Fuiste esas cosas que solo pasan una sola vez en la vida, eres el mejor recuerdo que pueda contar,  y serás la más hermosa experiencia que me pudo pasar.

Ahora, ya solo me queda pensar si es que algún día volverás, el mismo azar que me regalo la dicha de conocer el nombre y la figura de la perfección, fue la misma que nos alejó, así, sin más. Solo quiero pensar que las cosas tienen su cauce y que mi rio volverá a chocar con tu mar.

El compartir este tiempo contigo, me hizo entender que nada es para siempre, que la felicidad es traicionera, que la vida no sabe lo que quiere.
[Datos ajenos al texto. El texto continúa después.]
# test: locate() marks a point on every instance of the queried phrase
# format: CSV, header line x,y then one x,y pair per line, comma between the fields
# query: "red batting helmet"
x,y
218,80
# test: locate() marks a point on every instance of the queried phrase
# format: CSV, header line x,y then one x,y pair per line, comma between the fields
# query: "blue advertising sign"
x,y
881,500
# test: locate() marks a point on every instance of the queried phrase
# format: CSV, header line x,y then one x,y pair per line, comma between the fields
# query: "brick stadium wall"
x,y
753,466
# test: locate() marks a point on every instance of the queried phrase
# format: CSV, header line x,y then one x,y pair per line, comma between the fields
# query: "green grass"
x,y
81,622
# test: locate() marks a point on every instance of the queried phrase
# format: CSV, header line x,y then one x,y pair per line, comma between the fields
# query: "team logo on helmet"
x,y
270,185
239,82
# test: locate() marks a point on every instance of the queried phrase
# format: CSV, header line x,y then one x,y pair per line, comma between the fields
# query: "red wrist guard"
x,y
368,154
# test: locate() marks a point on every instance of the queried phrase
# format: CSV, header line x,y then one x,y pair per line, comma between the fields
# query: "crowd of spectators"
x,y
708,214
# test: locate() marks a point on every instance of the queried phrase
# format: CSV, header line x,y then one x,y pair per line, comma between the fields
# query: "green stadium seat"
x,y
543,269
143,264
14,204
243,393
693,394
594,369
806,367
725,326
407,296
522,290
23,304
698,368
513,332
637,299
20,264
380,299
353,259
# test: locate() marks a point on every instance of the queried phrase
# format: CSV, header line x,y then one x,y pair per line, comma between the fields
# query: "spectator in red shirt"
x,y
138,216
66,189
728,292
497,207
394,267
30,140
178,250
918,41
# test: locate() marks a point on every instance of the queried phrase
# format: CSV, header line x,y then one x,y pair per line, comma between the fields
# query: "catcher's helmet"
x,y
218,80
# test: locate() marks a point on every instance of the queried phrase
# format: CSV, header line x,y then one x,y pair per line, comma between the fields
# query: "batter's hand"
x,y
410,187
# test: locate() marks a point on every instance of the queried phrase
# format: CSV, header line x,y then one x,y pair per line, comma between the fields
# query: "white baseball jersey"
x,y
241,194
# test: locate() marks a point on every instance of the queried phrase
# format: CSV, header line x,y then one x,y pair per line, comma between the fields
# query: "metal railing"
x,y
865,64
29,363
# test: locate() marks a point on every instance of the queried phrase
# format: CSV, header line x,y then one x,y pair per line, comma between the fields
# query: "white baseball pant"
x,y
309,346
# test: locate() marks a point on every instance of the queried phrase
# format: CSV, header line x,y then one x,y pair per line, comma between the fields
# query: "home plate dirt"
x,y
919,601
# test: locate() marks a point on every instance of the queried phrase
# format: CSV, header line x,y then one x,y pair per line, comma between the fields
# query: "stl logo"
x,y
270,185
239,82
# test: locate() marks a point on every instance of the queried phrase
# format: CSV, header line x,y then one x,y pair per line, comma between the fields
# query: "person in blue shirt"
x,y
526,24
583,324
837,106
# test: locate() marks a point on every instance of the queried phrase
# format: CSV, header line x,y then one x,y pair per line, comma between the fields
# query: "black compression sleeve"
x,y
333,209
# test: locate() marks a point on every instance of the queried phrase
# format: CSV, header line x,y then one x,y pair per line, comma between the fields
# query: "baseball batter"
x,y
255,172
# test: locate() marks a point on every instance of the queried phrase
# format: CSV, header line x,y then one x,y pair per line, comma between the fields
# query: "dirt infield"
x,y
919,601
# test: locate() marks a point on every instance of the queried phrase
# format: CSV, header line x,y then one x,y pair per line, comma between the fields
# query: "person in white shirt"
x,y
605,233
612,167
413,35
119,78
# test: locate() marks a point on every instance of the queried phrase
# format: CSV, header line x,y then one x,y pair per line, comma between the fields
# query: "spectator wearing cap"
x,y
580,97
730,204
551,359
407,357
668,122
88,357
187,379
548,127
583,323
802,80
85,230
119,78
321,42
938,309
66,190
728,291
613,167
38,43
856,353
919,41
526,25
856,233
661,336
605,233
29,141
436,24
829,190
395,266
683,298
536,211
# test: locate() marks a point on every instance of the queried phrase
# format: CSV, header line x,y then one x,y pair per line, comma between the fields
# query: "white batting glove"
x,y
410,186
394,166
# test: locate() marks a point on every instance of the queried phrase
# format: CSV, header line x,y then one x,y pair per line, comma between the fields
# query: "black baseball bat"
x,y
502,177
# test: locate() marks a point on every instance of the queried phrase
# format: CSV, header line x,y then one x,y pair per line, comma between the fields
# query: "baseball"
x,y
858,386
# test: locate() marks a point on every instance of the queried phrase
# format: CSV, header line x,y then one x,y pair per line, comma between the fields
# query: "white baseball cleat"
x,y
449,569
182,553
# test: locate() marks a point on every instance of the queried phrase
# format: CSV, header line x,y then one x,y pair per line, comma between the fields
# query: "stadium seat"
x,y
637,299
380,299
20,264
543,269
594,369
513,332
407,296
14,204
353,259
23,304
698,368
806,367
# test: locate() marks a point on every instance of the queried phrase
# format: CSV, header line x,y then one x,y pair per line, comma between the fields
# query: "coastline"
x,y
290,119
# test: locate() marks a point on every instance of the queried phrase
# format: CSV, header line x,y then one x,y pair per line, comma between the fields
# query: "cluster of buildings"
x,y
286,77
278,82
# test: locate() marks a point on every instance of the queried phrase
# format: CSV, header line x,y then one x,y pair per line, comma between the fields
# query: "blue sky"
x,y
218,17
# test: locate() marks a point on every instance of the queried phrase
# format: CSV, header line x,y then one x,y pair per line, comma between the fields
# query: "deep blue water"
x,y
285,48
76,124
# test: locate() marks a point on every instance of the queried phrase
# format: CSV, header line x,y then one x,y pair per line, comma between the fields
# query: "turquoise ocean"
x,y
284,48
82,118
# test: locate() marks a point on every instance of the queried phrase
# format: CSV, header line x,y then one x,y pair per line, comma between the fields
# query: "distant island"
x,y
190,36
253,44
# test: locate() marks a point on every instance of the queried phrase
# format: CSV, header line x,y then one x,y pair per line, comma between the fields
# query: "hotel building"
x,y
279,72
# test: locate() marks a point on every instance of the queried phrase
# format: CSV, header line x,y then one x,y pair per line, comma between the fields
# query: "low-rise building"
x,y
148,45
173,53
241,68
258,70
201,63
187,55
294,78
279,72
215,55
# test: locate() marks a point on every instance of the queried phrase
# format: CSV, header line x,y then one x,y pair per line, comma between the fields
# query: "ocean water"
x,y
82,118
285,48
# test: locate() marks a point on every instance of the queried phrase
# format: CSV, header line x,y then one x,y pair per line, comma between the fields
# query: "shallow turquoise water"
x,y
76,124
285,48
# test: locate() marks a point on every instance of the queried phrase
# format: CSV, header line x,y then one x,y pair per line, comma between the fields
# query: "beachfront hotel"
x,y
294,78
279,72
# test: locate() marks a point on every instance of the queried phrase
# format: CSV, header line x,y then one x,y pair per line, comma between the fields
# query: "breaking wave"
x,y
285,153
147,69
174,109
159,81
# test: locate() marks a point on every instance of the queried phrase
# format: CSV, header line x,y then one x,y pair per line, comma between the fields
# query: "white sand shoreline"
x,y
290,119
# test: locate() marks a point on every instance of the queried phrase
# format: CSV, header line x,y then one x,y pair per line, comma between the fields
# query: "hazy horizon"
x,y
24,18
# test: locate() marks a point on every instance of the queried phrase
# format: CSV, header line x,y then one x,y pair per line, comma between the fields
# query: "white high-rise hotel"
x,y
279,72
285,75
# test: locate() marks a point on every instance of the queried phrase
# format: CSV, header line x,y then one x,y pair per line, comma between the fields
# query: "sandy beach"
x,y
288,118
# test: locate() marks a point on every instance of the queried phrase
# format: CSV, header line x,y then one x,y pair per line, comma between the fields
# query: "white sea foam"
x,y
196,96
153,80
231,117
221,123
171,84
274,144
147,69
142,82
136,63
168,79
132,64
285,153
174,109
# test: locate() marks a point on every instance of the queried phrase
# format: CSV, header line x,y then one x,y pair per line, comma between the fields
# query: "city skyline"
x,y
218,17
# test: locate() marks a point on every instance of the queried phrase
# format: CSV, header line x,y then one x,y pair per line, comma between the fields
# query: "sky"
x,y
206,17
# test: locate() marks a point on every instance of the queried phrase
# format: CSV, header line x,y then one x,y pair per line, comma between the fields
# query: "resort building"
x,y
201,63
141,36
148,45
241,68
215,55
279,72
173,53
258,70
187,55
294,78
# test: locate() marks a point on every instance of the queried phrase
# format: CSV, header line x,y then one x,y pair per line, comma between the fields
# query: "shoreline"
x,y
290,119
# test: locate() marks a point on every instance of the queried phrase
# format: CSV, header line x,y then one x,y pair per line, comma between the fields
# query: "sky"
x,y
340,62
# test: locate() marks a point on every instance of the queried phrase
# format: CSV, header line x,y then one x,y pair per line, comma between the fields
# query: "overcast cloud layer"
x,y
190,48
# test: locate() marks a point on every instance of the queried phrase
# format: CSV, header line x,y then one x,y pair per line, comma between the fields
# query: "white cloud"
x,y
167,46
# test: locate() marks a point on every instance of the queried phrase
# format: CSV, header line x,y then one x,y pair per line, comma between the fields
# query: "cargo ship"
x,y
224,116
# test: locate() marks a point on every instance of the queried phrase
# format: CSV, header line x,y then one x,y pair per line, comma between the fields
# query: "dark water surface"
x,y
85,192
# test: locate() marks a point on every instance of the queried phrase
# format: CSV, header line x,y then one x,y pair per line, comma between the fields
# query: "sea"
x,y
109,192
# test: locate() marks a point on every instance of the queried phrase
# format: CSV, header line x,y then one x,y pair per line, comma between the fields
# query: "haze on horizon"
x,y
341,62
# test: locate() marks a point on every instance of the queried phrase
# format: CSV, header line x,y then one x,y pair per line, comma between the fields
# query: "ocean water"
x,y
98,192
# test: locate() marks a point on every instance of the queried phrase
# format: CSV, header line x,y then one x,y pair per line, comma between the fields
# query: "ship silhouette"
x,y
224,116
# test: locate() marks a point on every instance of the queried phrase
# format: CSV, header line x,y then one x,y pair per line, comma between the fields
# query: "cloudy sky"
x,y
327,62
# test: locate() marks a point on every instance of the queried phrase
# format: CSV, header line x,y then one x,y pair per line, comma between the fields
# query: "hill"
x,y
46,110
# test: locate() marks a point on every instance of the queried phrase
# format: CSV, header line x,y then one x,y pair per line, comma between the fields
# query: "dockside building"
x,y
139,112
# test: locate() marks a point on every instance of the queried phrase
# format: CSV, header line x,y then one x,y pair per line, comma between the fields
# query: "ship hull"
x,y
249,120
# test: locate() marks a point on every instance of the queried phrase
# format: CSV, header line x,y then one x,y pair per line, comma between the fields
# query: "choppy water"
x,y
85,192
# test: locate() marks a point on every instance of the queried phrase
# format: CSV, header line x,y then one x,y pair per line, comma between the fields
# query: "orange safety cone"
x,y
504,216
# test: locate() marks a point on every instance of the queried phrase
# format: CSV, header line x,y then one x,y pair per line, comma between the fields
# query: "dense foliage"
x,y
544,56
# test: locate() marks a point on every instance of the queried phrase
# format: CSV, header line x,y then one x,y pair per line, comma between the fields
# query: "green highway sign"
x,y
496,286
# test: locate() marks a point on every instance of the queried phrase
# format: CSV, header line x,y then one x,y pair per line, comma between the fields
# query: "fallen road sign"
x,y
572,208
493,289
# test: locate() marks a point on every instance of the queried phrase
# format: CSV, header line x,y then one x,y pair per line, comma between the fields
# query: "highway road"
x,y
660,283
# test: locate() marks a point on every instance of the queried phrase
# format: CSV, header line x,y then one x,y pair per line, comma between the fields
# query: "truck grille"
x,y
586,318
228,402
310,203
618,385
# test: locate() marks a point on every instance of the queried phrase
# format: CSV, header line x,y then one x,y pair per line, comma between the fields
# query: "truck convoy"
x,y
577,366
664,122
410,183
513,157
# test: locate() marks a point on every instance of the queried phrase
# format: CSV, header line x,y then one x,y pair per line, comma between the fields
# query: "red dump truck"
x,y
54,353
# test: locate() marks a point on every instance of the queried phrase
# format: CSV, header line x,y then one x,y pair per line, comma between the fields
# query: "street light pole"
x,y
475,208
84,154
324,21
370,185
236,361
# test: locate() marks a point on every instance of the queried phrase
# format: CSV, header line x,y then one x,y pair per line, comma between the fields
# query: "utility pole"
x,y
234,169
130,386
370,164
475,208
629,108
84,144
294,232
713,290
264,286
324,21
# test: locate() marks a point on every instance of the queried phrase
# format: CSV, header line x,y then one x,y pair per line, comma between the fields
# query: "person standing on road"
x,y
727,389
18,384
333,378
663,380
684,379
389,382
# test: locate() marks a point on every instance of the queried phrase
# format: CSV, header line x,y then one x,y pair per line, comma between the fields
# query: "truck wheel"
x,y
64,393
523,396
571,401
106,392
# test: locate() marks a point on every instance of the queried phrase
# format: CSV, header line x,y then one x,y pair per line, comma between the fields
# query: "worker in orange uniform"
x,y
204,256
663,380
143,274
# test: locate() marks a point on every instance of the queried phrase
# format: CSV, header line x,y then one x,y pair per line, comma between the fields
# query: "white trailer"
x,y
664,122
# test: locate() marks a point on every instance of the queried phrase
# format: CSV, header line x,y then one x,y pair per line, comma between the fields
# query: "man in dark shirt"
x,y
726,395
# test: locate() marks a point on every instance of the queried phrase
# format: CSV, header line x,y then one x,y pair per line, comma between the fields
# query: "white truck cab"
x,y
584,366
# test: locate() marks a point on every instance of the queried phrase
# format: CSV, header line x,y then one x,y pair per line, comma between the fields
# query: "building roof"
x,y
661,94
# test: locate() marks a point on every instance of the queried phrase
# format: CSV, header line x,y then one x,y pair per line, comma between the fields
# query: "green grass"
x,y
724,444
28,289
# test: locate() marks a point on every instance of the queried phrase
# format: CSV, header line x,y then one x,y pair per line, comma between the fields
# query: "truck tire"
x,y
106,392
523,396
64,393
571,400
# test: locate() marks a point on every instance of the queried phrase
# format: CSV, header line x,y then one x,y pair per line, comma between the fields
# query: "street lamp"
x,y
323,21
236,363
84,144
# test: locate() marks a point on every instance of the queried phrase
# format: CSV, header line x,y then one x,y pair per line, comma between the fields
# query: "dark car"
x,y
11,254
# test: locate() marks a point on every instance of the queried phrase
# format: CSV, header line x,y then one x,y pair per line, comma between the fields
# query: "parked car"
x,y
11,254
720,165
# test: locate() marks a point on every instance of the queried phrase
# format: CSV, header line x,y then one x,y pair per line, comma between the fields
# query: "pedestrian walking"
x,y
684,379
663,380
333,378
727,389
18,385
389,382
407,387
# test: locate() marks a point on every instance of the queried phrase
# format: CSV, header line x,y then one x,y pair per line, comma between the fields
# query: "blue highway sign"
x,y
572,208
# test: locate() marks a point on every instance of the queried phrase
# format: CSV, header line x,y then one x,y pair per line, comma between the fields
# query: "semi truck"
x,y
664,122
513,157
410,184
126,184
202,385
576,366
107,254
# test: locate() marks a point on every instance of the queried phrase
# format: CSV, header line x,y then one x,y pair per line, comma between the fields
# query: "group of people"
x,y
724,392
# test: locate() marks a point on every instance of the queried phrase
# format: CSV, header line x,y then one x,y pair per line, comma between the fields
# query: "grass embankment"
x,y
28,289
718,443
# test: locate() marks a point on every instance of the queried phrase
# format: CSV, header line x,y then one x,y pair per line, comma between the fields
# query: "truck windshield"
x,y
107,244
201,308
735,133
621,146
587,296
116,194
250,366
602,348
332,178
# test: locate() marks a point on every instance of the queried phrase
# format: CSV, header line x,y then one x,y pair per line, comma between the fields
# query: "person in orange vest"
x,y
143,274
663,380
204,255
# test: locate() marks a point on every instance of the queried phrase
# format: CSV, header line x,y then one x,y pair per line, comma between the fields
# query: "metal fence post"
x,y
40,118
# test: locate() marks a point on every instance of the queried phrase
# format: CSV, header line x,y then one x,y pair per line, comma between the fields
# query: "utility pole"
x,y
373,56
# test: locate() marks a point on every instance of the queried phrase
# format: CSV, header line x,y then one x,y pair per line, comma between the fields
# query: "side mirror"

Pensé que eres mi futuro viviendo en mi presente, unos meses atrás pude haber jurado que había encontrado el amigo, el amante y el compañero para el resto de mis días.

Este duro derroche de soledad, me ha puesto a pensar que los compañeros de vida, a veces no son para siempre.

love

No fallaste tú, sé que me amas como la primera vez, y yo, aún siento que me dueles al respirar, sin embargo, debemos emprender un nuevo viaje, una nueva y emocionante aventura, tu por tu camino y yo por el mío.

Si tengo algo que reprochar, es que el tiempo contigo fue demasiado corto, aún tenia tantas cosas que compartir, tantas cosas que decir, tantas que escuchar, pero no quiero perder el tiempo con cosas que n puedo cambiar, solo puedo decir “gracias”…

… Gracias por dejarme compartir esa bella historia contigo, escribir cada episodio juntos, me hizo recordar que aún hay quien pueda amar de verdad…

Ya no estamos juntos, pero quiero que sepas que siempre podrás contar conmigo… pues ese grado de complicidad jamás lo podremos olvidar.